Unfortunately, this pause in sea level rising is only temporary:
“Eventually water that falls as rain on land comes back into the sea,” said Anders Levermann, a professor at the Potsdam Institute for Climate Impact Research, who was not involved in the study. “Some of it goes into ground water but most of it will drain into rivers, or evaporate.”
It would be difficult to overstate the complexity of the earth’s climate. We know that we’re emitting greenhouse gases at historically significant rates, and we know that these gases trap the sun’s heat more than other kinds do. We know that this leads to rising surface temperatures, and in turn, melts ice. We know that water expands a bit as it warms, and that this, in addition to melting ice, produces rising sea levels.But knowing this set of facts doesn’t do much for our predictive powers, at least within a timeframe useful to policymakers.
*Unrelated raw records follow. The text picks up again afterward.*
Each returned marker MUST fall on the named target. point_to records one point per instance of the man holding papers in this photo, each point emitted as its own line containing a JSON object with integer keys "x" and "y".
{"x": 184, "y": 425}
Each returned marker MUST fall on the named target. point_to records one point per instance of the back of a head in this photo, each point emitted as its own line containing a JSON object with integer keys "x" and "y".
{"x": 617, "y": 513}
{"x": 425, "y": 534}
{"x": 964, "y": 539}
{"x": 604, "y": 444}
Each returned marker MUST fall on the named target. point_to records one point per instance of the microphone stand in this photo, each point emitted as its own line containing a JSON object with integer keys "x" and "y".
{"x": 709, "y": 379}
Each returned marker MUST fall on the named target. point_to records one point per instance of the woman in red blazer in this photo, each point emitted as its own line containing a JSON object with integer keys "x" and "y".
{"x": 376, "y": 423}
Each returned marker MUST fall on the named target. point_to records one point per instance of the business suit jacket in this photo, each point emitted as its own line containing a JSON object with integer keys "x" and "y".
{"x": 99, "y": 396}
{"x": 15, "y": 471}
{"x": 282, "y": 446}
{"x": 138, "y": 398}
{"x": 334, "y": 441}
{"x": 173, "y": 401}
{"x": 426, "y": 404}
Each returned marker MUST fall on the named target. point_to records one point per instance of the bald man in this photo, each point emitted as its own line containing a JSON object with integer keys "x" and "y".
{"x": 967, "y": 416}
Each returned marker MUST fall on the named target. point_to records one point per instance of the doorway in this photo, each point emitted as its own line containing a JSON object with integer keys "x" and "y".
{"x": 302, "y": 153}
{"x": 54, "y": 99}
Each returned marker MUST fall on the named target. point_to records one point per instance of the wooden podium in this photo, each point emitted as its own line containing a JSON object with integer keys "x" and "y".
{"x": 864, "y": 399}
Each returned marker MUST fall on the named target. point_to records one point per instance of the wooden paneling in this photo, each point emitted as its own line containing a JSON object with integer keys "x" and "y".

Natural variabilities in everything from seasonal winds to oceanic currents make the climate prognosticator’s job extraordinarily difficult. These fiddly bits confound climate models, and make fools of those who take their predictions as gospel. The green movement’s determination to stuff short-term climate predictions down the public’s throat has been the main driver of climate change skepticism.We’ve already seen studies like this one, and we’re sure to see plenty more. For now, our climate change Magic 8 Ball keeps telling us to “ask again later.” Rather than set growth-restrictive targets for ourselves in the pursuit of some specific temperature abeyance, we ought to implement strategies that increase our quality of life while reducing our environmental impact, such as energy efficiency measures or telework. We don’t need climate models to tell us that cutting out the commute is a good thing, or that getting more work out of less energy is a worthy goal.